Apparently that relationship didn’t work for him. So he moved back to his parent’s place where he struggled to keep a job. After ~2 years of no job or education/training, he was eventually kicked out of his parent’s place.
And so right as my wife and I finally have a stable working situation with our careers that we could make work for the next 25-ish year (read as: to a slightly early retirement), ol’ boy shows up on our doorstep with <24 hours notice saying he needs a place to stay while he “attends college”…in one of the most expensive areas to live in the U.S…“just out of coincidence”
He is the same age as I am, and I’m having to take my ass who worked through a STEM college degree, a military enlistment, and YEARS of network building to build a stable life for me and my wife and put it on hold for him. We had hopes of an early retirement that are being postponed to ensure this leech has money for gas and food to eat in campus.

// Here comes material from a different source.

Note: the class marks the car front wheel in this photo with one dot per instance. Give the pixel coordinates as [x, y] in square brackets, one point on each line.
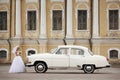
[40, 68]
[88, 68]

So yeah, I hate that bastard. But he’s my wife’s friend and is reasonably charismatic, so no one “gets what my beef with him is”.
Dude, just kick his ass and send him back home. Your wife can’t hate you forever for it.
Friend, your wife is enabling his abuse of her good will. If he’s not going to contribute and help out the people helping him, he might just need to figure it out all on his own.
I’ve been in that situation with my own “friend”, and the only way to win is to not play their games. Playing the game just gives them the ability to manipulate your feelings and the sunk cost of time and money from the ‘friendship’ to continue the abuses.
Frankly sounds like his beef should be with his wife. That guy didn’t drain her bank account, she did.
Well I hope it feels better to have vented that. I try to remember people don’t have to do anything to be valued or appreciated. My number will come up someday and despite my best efforts they will find I haven’t done enough. Why kill myself over it, or isolate myself from my friends, if I had any. We all going to kick it one day and if I can just spend my time around people who can also appreciate that fact, I’m good.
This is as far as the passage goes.